Atenea miró a Hermes extrañada, sin embargo,
se levantó y le indicó que fueran a su altar privado. Cuando llegaron a su
destino Atenea cerró el cortinaje de su habitación de reflexión y le preguntó
al dios que era lo que quería.
—
Niké me ha hablado de esa leyenda del cosmos máximo que tú me
explicaste a medias. Es una historia
interesante. Además, como tú también has dicho en su momento, tu armadura algo
tiene que ver con todo esto. Me muero de ganas de ver el misterio que encierra.
—
¿Entonces vas a hacerlo?
—
Lo haré.
—
Entonces puedes dejar mi armadura ya aquí.
—
¿Bromeas? Si tu armadura tiene que ver con esto, tal vez pueda
echarme una mano si se torcieran las cosas.
—
Pero…
—
Me la quedaré como pago a mis servicios.
—
¡No puedes hacer eso!
—
Sí que puedo. Si tu armadura es la llave al cosmos máximo, éste no
se abrirá hasta que entre en el juego ¿no es cierto? Por prudencia, y por ver
el límite donde llega todo. La voy a requisar.
—
¡Hermes! Una vez que se desate esto no habrá otra solución salvo
que vista esa armadura. No habrá vuelta atrás.
—
Eso lo hace todo más interesante. Valoraré yo esa escala de
peligro y la única solución que me propones. Ahora, si no te importa, después
de dormir un rato, tengo algunas sangres que robar.

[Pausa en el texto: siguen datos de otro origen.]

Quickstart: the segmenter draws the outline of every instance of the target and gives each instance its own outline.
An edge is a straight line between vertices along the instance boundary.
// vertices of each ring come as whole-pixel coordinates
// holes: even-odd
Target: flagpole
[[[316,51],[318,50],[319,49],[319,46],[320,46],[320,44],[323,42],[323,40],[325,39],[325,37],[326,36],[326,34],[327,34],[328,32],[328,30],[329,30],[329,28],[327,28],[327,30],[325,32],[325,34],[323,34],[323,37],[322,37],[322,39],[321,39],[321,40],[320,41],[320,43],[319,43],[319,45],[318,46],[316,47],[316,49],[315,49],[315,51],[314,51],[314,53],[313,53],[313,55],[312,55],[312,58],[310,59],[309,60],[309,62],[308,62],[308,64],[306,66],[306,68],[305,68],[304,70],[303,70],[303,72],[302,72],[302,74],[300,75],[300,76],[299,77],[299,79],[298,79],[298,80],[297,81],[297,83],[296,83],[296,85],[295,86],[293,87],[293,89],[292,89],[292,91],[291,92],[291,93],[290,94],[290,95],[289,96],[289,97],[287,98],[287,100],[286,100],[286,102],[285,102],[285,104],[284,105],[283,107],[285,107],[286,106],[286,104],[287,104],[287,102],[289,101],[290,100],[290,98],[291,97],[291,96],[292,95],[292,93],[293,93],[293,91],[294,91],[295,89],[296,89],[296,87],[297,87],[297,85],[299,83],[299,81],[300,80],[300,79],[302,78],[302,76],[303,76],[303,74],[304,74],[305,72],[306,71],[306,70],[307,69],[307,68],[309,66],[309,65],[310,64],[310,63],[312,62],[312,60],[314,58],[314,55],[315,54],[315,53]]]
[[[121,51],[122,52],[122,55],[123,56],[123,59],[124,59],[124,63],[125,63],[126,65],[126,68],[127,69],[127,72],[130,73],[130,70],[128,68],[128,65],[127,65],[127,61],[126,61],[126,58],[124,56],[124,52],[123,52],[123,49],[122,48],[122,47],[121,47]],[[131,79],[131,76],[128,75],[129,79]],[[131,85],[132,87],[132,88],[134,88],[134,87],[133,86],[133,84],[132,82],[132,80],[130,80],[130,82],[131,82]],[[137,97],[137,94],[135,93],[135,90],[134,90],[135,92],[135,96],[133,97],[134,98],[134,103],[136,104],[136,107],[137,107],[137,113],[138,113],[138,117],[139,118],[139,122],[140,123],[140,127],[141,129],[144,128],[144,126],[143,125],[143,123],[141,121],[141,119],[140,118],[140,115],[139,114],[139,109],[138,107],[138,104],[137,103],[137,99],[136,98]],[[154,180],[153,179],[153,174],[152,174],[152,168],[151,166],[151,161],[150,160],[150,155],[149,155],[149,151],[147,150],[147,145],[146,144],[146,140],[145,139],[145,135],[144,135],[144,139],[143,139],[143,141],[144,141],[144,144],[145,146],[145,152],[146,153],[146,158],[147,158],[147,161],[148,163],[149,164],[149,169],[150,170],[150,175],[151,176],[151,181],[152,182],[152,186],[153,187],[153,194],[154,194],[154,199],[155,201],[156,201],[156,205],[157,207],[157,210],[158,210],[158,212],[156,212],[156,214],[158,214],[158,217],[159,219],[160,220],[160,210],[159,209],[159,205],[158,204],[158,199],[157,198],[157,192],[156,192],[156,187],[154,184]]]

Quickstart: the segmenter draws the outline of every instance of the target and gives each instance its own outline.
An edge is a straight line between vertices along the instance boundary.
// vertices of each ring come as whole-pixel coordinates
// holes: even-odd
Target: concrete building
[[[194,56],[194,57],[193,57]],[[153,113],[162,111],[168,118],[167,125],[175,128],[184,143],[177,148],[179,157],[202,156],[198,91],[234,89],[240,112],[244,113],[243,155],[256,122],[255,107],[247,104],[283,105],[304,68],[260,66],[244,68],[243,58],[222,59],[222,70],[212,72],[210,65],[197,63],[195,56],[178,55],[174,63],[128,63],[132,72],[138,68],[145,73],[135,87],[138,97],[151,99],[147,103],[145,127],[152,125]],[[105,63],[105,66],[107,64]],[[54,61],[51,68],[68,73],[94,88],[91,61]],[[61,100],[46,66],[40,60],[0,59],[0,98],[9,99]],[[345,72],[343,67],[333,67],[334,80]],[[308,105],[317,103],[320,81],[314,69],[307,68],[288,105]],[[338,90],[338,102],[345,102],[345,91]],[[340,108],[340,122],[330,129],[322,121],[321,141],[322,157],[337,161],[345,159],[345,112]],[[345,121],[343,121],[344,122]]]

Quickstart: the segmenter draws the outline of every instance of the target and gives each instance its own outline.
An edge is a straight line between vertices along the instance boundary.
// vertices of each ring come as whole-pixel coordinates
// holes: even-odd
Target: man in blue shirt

Hermes salió del templo de Atenea hacia el
suyo donde le esperaba el mullido y cómodo lecho para dormir.
Tiresias se puso al lado de la diosa y le
dijo:
—
Señorita Atenea, le prometo que acumularé la suficiente fuerza
para enfrentarme contra él y traer la armadura de vuelta.
Atenea miró sorprendida a Tiresias. Ella
todavía no alcanzaba a saber que su promesa era auténtica.